Regarding the issue of fine-tuning Llava onevision

haozhang1234 commented 1 month ago

I encountered three problems The first one is that I found in the script finetune_ov.sh that in addition to the regular data_path and image_folder, there is also a video_folder. This confuses me a bit. Should the path in data_math be filled with the JSON of the image dataset or the JSON of the video dataset? Still use the onevision. YAML file provided in the document (my own image and video mixing path). The second issue is that I still reported an error while running the code, but during my actual inspection, I found that CUDNN should not have any problems and should be able to display the version number and run correctly.

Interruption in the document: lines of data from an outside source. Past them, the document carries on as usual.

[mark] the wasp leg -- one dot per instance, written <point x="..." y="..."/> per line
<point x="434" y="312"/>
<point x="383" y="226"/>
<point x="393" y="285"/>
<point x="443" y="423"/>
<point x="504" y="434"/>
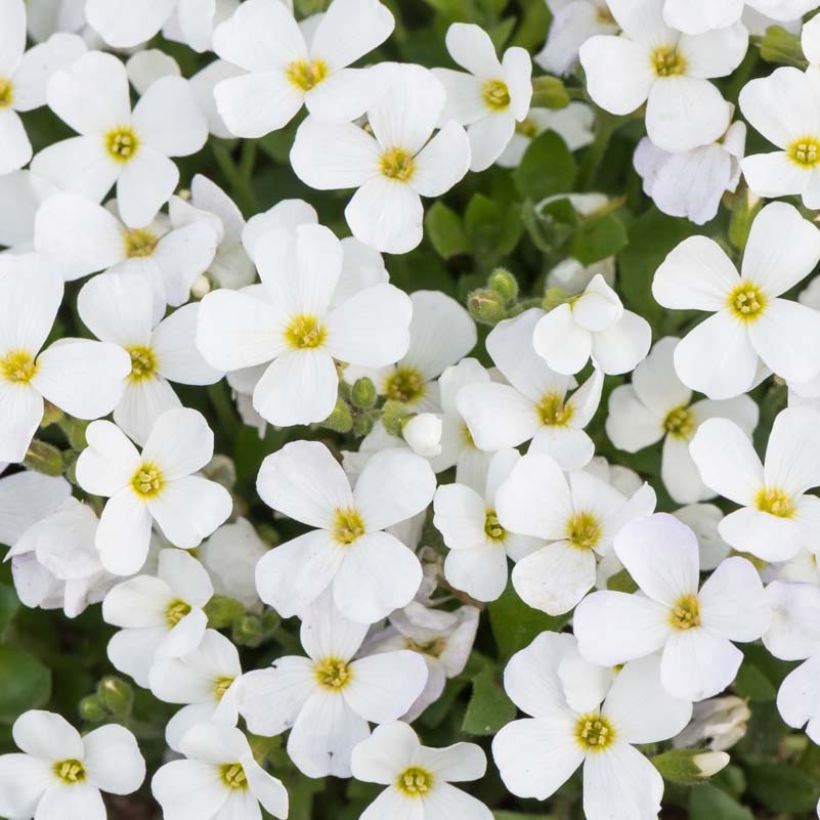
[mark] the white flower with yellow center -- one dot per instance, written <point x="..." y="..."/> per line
<point x="534" y="405"/>
<point x="654" y="64"/>
<point x="658" y="406"/>
<point x="694" y="628"/>
<point x="286" y="68"/>
<point x="479" y="545"/>
<point x="784" y="107"/>
<point x="328" y="698"/>
<point x="82" y="377"/>
<point x="778" y="515"/>
<point x="393" y="162"/>
<point x="159" y="617"/>
<point x="219" y="778"/>
<point x="491" y="97"/>
<point x="578" y="515"/>
<point x="370" y="571"/>
<point x="750" y="322"/>
<point x="295" y="324"/>
<point x="60" y="774"/>
<point x="156" y="485"/>
<point x="116" y="145"/>
<point x="118" y="309"/>
<point x="23" y="78"/>
<point x="571" y="727"/>
<point x="418" y="778"/>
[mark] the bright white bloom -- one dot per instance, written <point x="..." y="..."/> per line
<point x="694" y="628"/>
<point x="570" y="727"/>
<point x="778" y="515"/>
<point x="159" y="617"/>
<point x="370" y="571"/>
<point x="219" y="779"/>
<point x="206" y="680"/>
<point x="392" y="168"/>
<point x="294" y="320"/>
<point x="669" y="71"/>
<point x="491" y="97"/>
<point x="286" y="69"/>
<point x="59" y="774"/>
<point x="328" y="698"/>
<point x="156" y="485"/>
<point x="691" y="184"/>
<point x="479" y="545"/>
<point x="578" y="514"/>
<point x="418" y="777"/>
<point x="23" y="78"/>
<point x="82" y="377"/>
<point x="534" y="405"/>
<point x="657" y="405"/>
<point x="750" y="322"/>
<point x="117" y="146"/>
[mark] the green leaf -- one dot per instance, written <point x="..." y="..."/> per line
<point x="547" y="168"/>
<point x="24" y="682"/>
<point x="489" y="707"/>
<point x="514" y="625"/>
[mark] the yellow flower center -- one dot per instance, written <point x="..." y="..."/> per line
<point x="805" y="152"/>
<point x="496" y="95"/>
<point x="143" y="363"/>
<point x="139" y="243"/>
<point x="398" y="164"/>
<point x="148" y="481"/>
<point x="594" y="733"/>
<point x="71" y="772"/>
<point x="306" y="74"/>
<point x="348" y="526"/>
<point x="233" y="776"/>
<point x="583" y="531"/>
<point x="415" y="782"/>
<point x="305" y="332"/>
<point x="746" y="301"/>
<point x="686" y="613"/>
<point x="333" y="674"/>
<point x="680" y="423"/>
<point x="18" y="367"/>
<point x="122" y="143"/>
<point x="776" y="502"/>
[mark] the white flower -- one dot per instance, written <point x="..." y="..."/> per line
<point x="159" y="617"/>
<point x="466" y="517"/>
<point x="60" y="774"/>
<point x="778" y="516"/>
<point x="206" y="680"/>
<point x="658" y="406"/>
<point x="570" y="727"/>
<point x="392" y="168"/>
<point x="694" y="628"/>
<point x="293" y="319"/>
<point x="370" y="571"/>
<point x="491" y="97"/>
<point x="155" y="485"/>
<point x="82" y="377"/>
<point x="328" y="698"/>
<point x="750" y="322"/>
<point x="534" y="405"/>
<point x="286" y="68"/>
<point x="219" y="778"/>
<point x="577" y="513"/>
<point x="116" y="145"/>
<point x="691" y="184"/>
<point x="654" y="64"/>
<point x="418" y="777"/>
<point x="23" y="78"/>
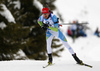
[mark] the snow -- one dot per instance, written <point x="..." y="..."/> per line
<point x="87" y="49"/>
<point x="17" y="4"/>
<point x="2" y="25"/>
<point x="31" y="65"/>
<point x="7" y="14"/>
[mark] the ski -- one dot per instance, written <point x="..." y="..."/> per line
<point x="86" y="65"/>
<point x="48" y="65"/>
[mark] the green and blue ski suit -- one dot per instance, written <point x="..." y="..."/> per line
<point x="53" y="30"/>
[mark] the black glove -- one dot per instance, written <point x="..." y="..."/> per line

My versions are CUDA12.1 and CUDNN8.9.7 ! image *The third one is * I understand that the JSON format of the image text dataset should be ! image But I couldn't find the JSON training format for the video text dataset. I am looking at the training format of other related datasets' JSON training format (video chatgpt) and referring to this format to adjust the JSON training format of the dataset I am looking for { "id": "0", "video": "/4T/WK/MyProjects/LLaVA-NeXT/ZH-DataSet/vidio-dataset/datasets--lmms-lab--VideoDetailCaption/TestVideos/v-6dz6tBH77I.mp4", "conversations": [ { "from": "human", "value": "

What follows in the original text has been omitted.